Flexible website crawler which stores the results in persistent storage

Installs: 674

Dependents: 1

Suggesters: 0

Security: 0

Stars: 0

Forks: 1

Type:symfony-bundle

v2.4.0 2024-02-20 23:27 UTC

README

The content import process is very complicated and unpredictable. Especially the crawling phase. And the main reason for its complexity is that there is a vast amount of different possible scenarios:

  • Some sites might run on insecure HTTP protocol/they might use an invalid SSL certificate.
  • There might be some broken links on some pages.
  • Some source sites might have strange redirects that need to be ignored/followed.
  • For some sites, the crawler needs to obey special limits: requests/second, timeout, etc.
  • Sometimes not all the links need to be crawled, but specific ones: links in the menus, links in the main content, etc.
  • Some site sections should be ignored from being crawled, or crawling needs to be done just against specific site sections.
  • Crawling the site might involve multiple domains/protocols.

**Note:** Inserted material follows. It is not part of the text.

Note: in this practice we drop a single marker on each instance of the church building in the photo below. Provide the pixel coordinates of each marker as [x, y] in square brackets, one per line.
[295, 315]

And it is pretty obvious it is unrealistic to create a crawler that will handle all possible cases out of the box. That's why we focused on creating a flexible crawler. So it allows handling all the listed scenarios by using the provided configurations.

This crawler stores the data in persistent storage (database). And it was designed to be used in the content imports. But it is a separate component that might be used in any other use case. It's the only purpose is to crawl the site and stores its pages metadata in the persistent storage. And the metadata of the crawled pages could be used for any purpose: import/analyze/any custom functionality.

Installation

  1. Require contextualcode/crawler via composer:

     composer require contextualcode/crawler
    
  2. Run the migration:

     php bin/console doctrine:migrations:migrate --configuration=vendor/contextualcode/crawler/src/Resources/config/doctrine_migrations.yaml --no-interaction
    

Usage

This section describes the basic usage concepts. Please check usage example and reference pages for technical details.

The usage flow is the following:

  1. Implement crawler handler.

    It should be a PHP class which extends ContextualCode\Crawler\Service\Handler. It has a lot of flexible configuration options described in the reference. The simplest crawler handler needs to provide import identifier and site domain:

     <?php
    
     namespace App\ContentImport;
    
     use ContextualCode\Crawler\Service\Handler as BaseCrawlerHandler;
    
     class CrawlerHandler extends BaseCrawlerHandler
     {
         public function getImportIdentifier(): string
         {
             return 'unique-identifier';
         }
    
         public function getDomain(): string
         {
             return 'www.site-to-crawl.com';
         }
     }
    
  2. Run the crawler:run command.

    This command requires the only argument: crawler identifier defined on the previous step. More detailed description for this command is available in the reference:

     php bin/console crawler:run unique-identifier
    
      To get live logs, please run the following command in a new terminal:
      tail -f /XXX/var/log/contextualcode-crawler.log
    
     Running the crawler ...
     =======================
    
     Url: http://www.site-to-crawl.com/
     Referer:
    
     282/282 [▓▓▓▓▓▓▓▓▓▓▓▓▓▓▓▓▓▓▓▓▓▓▓▓▓▓▓▓] 100% 7 secs/7 secs
    
     All links are processed:
      * 281 valid links
      * 1 invalid links
    
  3. Analyze and use crawled pages metadata.

    The command from the previous step will populate ContextualCode\Crawler\Entity\Page entities in the database. They could be used for the content import or any other custom functionality. Detailed explanation about what data is stored in those entities is available in the reference.